Morales v. Zenith Ins. Co.
Decision Date | 15 April 2013 |
Docket Number | No. 12–11755.,12–11755. |
Citation | 714 F.3d 1220 |
Parties | Leticia MORALES, Individually and as Personal Representative of the Estate of Santana Morales, Jr., deceased, as parent and natural guardian of SM and RM, minors, as legal guardian for Santana Morales, III and Marciela Morales, individually, Plaintiff–Appellant, v. ZENITH INSURANCE COMPANY, Defendant–Appellee. |
Court | U.S. Court of Appeals — Eleventh Circuit |
OPINION TEXT STARTS HERE
Tracy Raffles Gunn, Gunn App. Practice, PA, Lee Delton Gunn, IV, Gunn Law Firm, PA, Tampa, FL, for Plaintiff–Appellant.
Richard Scott Maselli, Timon V. Sullivan, Ogden & Sullivan, PA, Tampa, FL, Julissa Rodriguez, Greenberg Traurig, PA, Miami, FL, I. William Spivey, II, Greenberg Traurig, LLP, Orlando, FL, for Defendant–Appellee.
Appeal from the United States District Court for the Middle District of Florida.
Before CARNES, HULL and FAY, Circuit Judges.
In this diversity case, Plaintiff–Appellant Leticia Morales, on behalf of herself, the Estate of Santana Morales, Jr., and two minor children under her guardianship, along with Marciela Morales (collectively, “the Estate”), challenges the district court's grant of summary judgment to Defendant–Appellee Zenith Insurance Company (“Zenith”) on the Estate's breach of the insurance contract claim. After review and oral argument, we certify questions to the Florida Supreme Court.
On December 4, 1997, Santana Morales, Jr., was working as a landscaper for Lawns Nursery and Irrigation Designs, Inc. (“Lawns”). That day Morales was crushed to death by a palm tree as it was being unloaded from a flatbed trailer.
At the time of Morales's death, his employer Lawns maintained an insurance policy with Zenith, entitled “Workers Compensation and Employers Liability Insurance Policy.” The policy contained two types of coverage.

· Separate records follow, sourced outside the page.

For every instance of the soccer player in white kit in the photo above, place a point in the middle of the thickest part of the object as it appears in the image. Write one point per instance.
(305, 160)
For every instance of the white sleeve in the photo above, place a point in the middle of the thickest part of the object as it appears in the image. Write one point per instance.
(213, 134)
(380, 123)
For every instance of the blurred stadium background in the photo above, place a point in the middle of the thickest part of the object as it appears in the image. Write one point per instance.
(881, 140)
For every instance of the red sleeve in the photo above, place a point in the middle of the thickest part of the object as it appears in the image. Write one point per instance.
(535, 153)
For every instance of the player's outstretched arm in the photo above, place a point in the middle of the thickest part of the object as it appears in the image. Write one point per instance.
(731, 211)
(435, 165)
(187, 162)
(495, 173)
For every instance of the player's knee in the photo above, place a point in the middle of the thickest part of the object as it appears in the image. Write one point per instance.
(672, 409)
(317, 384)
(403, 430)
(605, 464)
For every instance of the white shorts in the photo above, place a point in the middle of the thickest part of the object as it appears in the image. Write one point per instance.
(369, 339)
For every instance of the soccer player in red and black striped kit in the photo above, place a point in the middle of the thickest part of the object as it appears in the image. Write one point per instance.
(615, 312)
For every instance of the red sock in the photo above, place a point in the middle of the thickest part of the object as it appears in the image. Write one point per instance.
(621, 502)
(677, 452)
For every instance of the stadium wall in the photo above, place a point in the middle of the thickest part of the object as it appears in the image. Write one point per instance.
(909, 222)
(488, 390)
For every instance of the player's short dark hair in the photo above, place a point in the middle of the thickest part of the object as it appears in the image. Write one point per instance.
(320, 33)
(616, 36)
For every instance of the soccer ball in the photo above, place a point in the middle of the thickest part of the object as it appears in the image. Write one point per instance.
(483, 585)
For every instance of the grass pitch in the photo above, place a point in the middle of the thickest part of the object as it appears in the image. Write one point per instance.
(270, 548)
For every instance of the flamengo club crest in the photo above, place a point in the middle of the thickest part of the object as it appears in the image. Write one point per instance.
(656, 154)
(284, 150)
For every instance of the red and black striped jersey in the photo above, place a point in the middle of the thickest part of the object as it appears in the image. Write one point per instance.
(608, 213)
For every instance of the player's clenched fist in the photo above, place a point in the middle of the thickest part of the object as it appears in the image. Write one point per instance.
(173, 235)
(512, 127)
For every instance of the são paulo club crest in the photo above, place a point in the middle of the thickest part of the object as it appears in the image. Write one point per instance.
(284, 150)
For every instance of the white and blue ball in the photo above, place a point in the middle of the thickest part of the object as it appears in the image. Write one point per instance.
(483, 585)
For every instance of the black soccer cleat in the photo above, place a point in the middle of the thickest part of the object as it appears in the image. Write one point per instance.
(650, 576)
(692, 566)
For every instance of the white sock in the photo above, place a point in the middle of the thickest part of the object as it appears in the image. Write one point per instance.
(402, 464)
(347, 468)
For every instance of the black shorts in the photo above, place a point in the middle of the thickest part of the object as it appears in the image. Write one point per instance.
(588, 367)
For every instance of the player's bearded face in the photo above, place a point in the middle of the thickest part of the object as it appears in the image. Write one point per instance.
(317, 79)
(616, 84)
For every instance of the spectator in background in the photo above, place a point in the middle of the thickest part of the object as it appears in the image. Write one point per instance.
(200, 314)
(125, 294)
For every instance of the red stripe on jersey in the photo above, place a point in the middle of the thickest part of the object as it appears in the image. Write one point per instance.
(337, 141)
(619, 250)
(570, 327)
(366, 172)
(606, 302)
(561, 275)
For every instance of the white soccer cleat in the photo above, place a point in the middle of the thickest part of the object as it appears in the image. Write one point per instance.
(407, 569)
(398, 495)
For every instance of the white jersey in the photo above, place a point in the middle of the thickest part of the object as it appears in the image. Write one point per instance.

Part I provided “Workers Compensation Insurance.” Under Part I, Zenith was obligated to: (1) pay “the benefits required of [Lawns] by the workers compensation law” in Florida; and (2) defend Lawns in “any claim, proceeding or suit against [Lawns] for benefits payable by this insurance.” Part I contained no explicit policy limits, but stated that Lawns—and not Zenith—would be responsible for “any payments in excess of the benefits regularly provided by the workers compensation law,” including, for example, “those required because ... of [Lawns's] serious and willful misconduct.”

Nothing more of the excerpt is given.